In this thesis, we propose LaBGen, a new background estimation method built upon the temporal median filter while improving its robustness. It is mainly based on the idea that, if we had an information indicating for a given frame which pixels are in motion, we could filter out foreground pixel values considered during median computations, and relax the need to observe the background more than half of the time. After describing and justifying the design of LaBGen, we test the relevance of the motion detection performed by different popular background subtraction algorithms for our task. It turns out that the simple frame difference algorithm enables LaBGen to achieve its best performance. For this reason, we integrate this algorithm in LaBGen-P, another of our methods that improves LaBGen by avoiding some artifacts that it sometimes introduces into the generated background images. In addition to achieving a better performance than many sophisticated state-of-the-art methods, while having a much lower run time, LaBGen and LaBGen-P were ranked first in the international IEEE Scene Background Modeling Contest organized in 2016.

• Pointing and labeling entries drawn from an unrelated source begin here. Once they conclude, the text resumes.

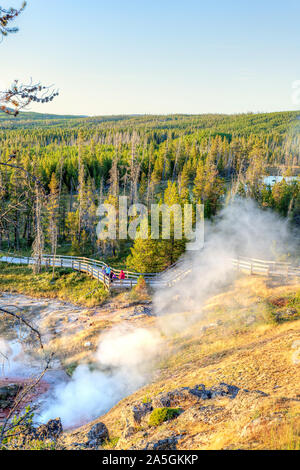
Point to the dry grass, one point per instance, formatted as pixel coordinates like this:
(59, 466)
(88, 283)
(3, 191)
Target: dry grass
(246, 348)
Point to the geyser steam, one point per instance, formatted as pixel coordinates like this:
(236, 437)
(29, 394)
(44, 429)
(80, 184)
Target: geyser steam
(125, 356)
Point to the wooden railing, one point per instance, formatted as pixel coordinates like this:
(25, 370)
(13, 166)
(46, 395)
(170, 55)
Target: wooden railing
(266, 268)
(167, 278)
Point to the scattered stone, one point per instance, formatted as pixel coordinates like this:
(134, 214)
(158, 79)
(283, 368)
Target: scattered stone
(250, 320)
(169, 443)
(172, 399)
(97, 435)
(142, 310)
(52, 430)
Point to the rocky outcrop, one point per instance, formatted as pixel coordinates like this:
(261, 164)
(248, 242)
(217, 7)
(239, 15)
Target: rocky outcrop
(169, 443)
(97, 435)
(199, 392)
(52, 430)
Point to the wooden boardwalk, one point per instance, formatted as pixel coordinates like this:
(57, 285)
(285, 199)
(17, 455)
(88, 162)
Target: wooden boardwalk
(167, 278)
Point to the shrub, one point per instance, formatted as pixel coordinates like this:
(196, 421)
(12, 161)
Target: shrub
(160, 415)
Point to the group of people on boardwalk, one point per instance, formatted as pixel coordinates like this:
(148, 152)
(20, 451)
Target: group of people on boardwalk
(109, 273)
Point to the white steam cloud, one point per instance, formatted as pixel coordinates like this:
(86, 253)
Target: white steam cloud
(126, 357)
(125, 362)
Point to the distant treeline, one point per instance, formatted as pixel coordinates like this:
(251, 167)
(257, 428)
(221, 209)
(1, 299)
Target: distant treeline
(81, 162)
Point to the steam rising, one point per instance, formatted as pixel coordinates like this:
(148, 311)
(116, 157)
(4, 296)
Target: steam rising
(126, 357)
(241, 229)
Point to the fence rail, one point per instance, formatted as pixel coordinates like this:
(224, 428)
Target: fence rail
(167, 278)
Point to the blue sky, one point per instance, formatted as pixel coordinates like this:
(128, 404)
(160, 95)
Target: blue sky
(158, 56)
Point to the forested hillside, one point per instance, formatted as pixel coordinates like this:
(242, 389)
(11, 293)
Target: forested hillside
(79, 162)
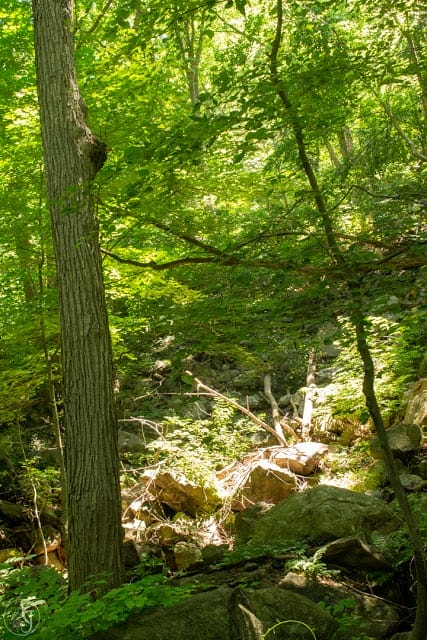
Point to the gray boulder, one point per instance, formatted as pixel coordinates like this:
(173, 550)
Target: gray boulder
(403, 439)
(230, 614)
(371, 615)
(323, 514)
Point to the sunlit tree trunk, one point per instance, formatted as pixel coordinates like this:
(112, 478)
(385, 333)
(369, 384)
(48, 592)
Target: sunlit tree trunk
(73, 156)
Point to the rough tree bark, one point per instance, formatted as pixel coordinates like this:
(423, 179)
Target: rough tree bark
(73, 156)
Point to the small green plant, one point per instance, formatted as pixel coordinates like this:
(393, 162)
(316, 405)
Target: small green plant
(252, 552)
(344, 612)
(279, 624)
(311, 566)
(78, 616)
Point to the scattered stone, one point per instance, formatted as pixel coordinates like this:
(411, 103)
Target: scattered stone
(410, 481)
(186, 555)
(130, 442)
(354, 552)
(303, 458)
(178, 492)
(246, 520)
(371, 615)
(402, 438)
(266, 482)
(416, 409)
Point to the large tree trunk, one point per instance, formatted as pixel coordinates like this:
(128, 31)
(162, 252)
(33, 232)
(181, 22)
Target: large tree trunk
(73, 155)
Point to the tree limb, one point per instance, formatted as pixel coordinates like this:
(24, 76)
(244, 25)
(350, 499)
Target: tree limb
(239, 407)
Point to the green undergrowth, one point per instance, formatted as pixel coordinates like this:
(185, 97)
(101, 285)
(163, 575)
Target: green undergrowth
(38, 595)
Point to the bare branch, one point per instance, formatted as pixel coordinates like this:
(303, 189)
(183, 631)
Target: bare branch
(239, 407)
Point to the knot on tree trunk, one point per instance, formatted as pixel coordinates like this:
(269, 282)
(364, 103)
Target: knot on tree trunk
(98, 154)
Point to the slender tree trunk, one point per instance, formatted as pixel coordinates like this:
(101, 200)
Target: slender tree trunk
(358, 320)
(73, 156)
(420, 624)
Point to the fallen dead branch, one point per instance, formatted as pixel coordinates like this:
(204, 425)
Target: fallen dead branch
(264, 425)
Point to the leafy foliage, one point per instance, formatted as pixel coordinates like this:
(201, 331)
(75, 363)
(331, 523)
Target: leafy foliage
(78, 615)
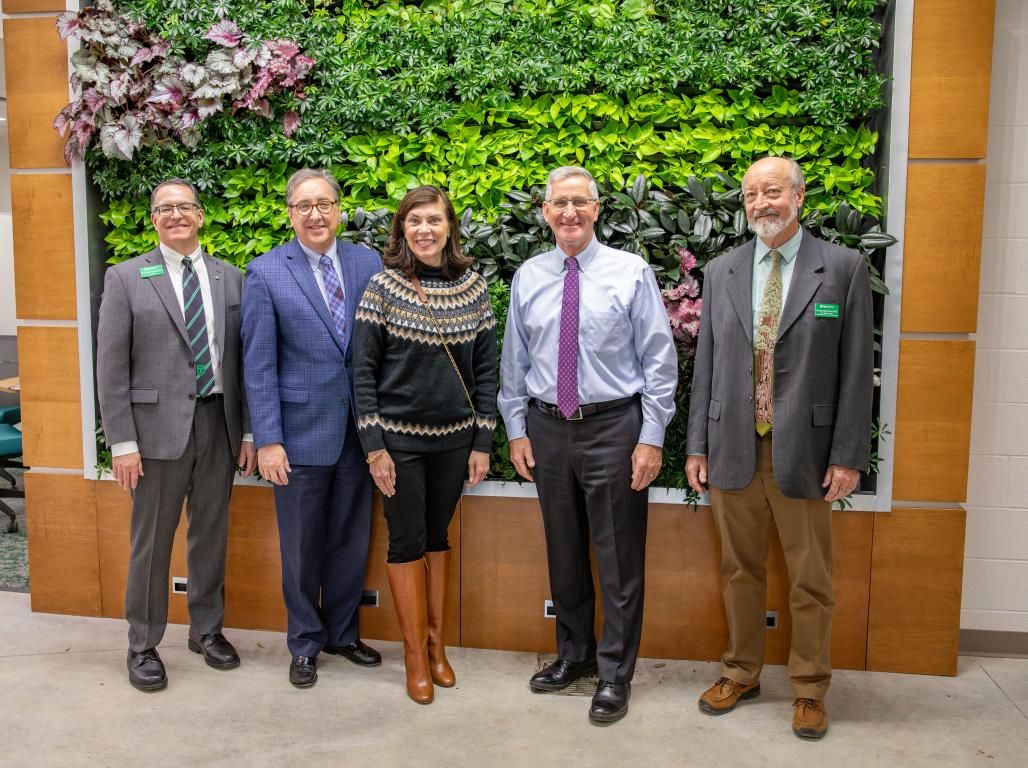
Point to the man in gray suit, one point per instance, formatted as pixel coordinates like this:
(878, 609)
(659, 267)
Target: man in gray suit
(779, 426)
(169, 378)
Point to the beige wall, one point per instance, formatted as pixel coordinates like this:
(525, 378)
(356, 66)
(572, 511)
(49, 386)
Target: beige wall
(995, 583)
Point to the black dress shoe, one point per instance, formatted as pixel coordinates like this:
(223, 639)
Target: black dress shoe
(357, 652)
(217, 651)
(610, 703)
(302, 671)
(146, 670)
(561, 673)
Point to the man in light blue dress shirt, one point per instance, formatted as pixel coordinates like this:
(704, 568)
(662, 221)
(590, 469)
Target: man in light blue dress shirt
(298, 311)
(586, 397)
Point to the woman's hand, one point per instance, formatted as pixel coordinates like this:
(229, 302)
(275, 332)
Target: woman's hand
(382, 471)
(478, 465)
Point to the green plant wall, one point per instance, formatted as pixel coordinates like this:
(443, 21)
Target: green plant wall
(665, 102)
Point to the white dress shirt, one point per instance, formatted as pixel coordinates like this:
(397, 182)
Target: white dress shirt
(314, 258)
(176, 271)
(625, 344)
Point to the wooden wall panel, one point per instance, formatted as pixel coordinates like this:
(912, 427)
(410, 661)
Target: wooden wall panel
(943, 251)
(62, 529)
(33, 6)
(951, 65)
(51, 416)
(37, 89)
(253, 563)
(44, 247)
(914, 622)
(932, 430)
(685, 616)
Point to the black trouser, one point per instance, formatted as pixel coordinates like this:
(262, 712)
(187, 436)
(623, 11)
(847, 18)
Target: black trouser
(428, 486)
(584, 476)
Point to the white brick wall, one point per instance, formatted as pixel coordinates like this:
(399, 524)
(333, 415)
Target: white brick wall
(995, 584)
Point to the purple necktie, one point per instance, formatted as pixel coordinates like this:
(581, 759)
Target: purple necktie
(567, 348)
(336, 300)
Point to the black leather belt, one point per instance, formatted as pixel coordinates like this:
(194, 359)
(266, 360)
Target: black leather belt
(583, 410)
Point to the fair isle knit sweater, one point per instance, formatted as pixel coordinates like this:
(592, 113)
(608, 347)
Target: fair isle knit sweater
(408, 397)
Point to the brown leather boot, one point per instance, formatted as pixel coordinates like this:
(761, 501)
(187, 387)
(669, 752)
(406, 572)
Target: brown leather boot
(442, 672)
(406, 580)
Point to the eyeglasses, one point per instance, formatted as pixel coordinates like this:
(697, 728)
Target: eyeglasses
(580, 204)
(324, 207)
(183, 208)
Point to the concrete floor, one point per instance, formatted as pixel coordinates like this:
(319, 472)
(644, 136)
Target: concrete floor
(65, 701)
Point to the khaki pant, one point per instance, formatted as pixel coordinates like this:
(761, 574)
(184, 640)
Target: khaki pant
(743, 520)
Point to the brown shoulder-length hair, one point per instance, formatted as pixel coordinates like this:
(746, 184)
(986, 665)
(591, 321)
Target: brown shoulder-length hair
(398, 254)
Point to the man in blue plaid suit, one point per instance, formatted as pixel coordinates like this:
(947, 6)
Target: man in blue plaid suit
(297, 322)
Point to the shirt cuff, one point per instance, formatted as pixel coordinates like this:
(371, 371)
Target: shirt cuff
(651, 434)
(121, 449)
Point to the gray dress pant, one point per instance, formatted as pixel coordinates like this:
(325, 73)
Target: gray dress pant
(584, 474)
(203, 476)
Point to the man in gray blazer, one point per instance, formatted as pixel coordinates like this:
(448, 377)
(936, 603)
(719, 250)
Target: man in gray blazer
(779, 428)
(169, 377)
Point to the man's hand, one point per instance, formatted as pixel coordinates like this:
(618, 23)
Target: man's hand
(522, 458)
(273, 464)
(382, 471)
(248, 459)
(126, 470)
(696, 473)
(841, 481)
(478, 465)
(646, 465)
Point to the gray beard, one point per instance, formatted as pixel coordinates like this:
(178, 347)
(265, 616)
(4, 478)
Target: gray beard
(768, 228)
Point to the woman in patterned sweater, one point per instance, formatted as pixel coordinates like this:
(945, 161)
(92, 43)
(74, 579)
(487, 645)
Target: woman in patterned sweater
(425, 380)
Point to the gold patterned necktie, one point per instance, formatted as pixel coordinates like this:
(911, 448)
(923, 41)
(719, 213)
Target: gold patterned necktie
(764, 341)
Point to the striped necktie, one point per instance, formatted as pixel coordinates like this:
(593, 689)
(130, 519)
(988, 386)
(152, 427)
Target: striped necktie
(192, 308)
(336, 299)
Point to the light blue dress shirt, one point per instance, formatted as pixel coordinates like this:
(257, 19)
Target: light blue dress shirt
(314, 258)
(625, 344)
(762, 268)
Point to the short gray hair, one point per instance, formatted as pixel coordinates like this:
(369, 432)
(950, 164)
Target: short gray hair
(174, 182)
(566, 172)
(306, 174)
(795, 172)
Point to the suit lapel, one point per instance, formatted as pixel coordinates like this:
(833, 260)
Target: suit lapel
(298, 265)
(349, 278)
(740, 286)
(216, 276)
(806, 281)
(162, 285)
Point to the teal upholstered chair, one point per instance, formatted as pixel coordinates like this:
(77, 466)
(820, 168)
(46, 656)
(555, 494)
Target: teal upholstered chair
(10, 448)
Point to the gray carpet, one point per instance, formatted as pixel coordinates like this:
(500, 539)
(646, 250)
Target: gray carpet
(14, 547)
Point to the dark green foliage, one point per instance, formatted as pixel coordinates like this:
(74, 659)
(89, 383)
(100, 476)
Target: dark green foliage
(389, 69)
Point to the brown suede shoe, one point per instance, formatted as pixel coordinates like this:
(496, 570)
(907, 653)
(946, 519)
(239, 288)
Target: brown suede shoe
(810, 719)
(722, 697)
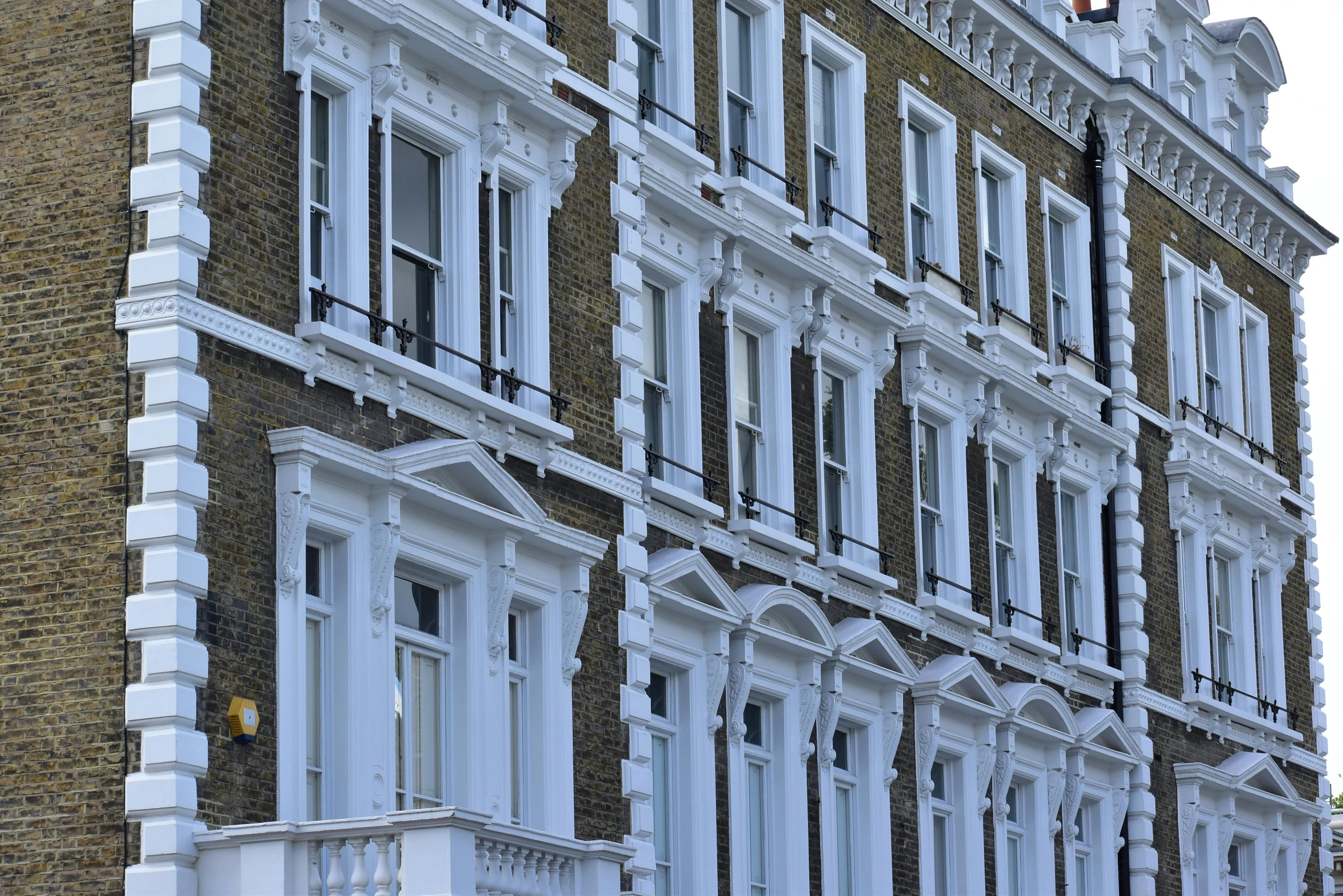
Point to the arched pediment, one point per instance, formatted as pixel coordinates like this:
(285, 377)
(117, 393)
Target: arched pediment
(872, 642)
(689, 574)
(1041, 707)
(1104, 730)
(789, 611)
(1259, 770)
(465, 469)
(954, 675)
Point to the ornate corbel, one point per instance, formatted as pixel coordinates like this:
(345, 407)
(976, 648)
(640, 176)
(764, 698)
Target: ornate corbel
(385, 75)
(915, 374)
(884, 359)
(716, 675)
(730, 281)
(574, 605)
(739, 688)
(565, 167)
(892, 727)
(302, 34)
(501, 562)
(820, 324)
(385, 543)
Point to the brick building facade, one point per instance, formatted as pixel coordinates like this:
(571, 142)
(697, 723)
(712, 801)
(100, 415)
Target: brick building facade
(849, 446)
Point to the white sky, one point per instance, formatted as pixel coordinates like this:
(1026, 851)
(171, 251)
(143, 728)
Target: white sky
(1305, 133)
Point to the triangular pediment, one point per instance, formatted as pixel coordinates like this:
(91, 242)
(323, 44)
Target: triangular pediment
(463, 468)
(965, 677)
(1103, 729)
(789, 611)
(870, 641)
(689, 574)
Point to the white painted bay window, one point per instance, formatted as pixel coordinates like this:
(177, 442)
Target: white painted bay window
(930, 156)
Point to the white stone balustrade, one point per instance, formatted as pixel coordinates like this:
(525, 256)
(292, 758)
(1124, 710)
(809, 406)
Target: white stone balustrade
(445, 852)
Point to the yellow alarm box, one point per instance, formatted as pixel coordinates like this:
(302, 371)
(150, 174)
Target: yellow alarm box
(242, 721)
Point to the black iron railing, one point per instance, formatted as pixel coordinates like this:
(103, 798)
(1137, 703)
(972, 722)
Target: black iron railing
(750, 502)
(1010, 610)
(829, 211)
(976, 598)
(1037, 336)
(651, 458)
(323, 301)
(1224, 692)
(701, 137)
(509, 7)
(790, 187)
(838, 538)
(1217, 427)
(1099, 369)
(968, 296)
(1079, 640)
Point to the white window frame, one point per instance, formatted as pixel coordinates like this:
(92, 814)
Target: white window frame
(849, 183)
(346, 238)
(941, 127)
(1012, 207)
(1075, 217)
(765, 128)
(956, 523)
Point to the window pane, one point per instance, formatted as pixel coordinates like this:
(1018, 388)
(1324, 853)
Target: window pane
(313, 680)
(417, 606)
(833, 418)
(824, 106)
(738, 46)
(662, 814)
(746, 381)
(993, 215)
(941, 858)
(844, 840)
(1057, 257)
(415, 197)
(759, 836)
(426, 739)
(320, 137)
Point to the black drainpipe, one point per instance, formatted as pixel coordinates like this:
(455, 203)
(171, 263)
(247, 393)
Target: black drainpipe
(1100, 317)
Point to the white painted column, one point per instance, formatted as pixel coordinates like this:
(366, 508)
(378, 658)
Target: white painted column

Thereafter, we study the relationship between the performance of motion detection, and the performance of our methods. Although we do not find an obvious correlation between both, we make the assumption upon previous experimental evidence that a temporally memoryless motion detection is the most relevant for LaBGen. Unlike a temporally aware motion detection that does not ignore the temporal information history, a temporally memoryless approach detects motion between two frames without relying on additional past frames. Based on this hypothesis, we design LaBGen-OF, a variant of LaBGen that leverages temporally memoryless optical flow algorithms (i.e. that determine the displacement of each pixel from one frame to another). A consecutive performance study highlights that LaBGen-OF always performs better than LaBGen embedded with different temporally aware motion detection algorithms. Even better, LaBGen-OF is ranked number 2 over 30 on the popular SBMnet background estimation dataset, and takes the lead in 2 categories over 8.
These promising results lead us to push the temporally memoryless even further. For this purpose, we propose two homemade intra-frame motion detection algorithms that leverage semantic segmentation (i.e. a segmentation indicating which object is currently depicted in a given pixel) to determine the possibility of observing motion from spatial information only. Afterwards, we integrate those algorithms into a new variant of LaBGen-P, called LaBGen-P-Semantic, and determine their relevance to our task. In addition to validate the use of intra-frame motion detection algorithms, a performance evaluation shows that LaBGen-P-Semantic performs better than LaBGen and LaBGen-P, and takes the lead in 3 other SBMnet categories.
Finally, an additional contribution of this thesis lies in the performance evaluation subfield. Indeed, as most evaluation methodologies and datasets are used blindly without ever being questioned, we describe and analyze them in depth in order to determine whether such trust is justified. It turns out that some evaluation tools are mathematically inaccurate, and/or redundant, and/or not well correlated with what the visual perception of a human considers as an acceptable background image. In addition, the public implementations of some of those tools return erroneous results. We thus revisit the performance evaluation paradigms used in background estimation, review the problems, and provide possible solutions. Furthermore, as no methodology to assess online background estimation methods (i.e. generating a background image after each frame of the input video sequence) has been proposed to date, we provide insights into how to evaluate such methods. Our proposal is based on paradigms borrowed from the video quality assessment field, and a proof of concept shows that it is able to discriminate the performance of two different online methods that traditional evaluation tools consider to be identical.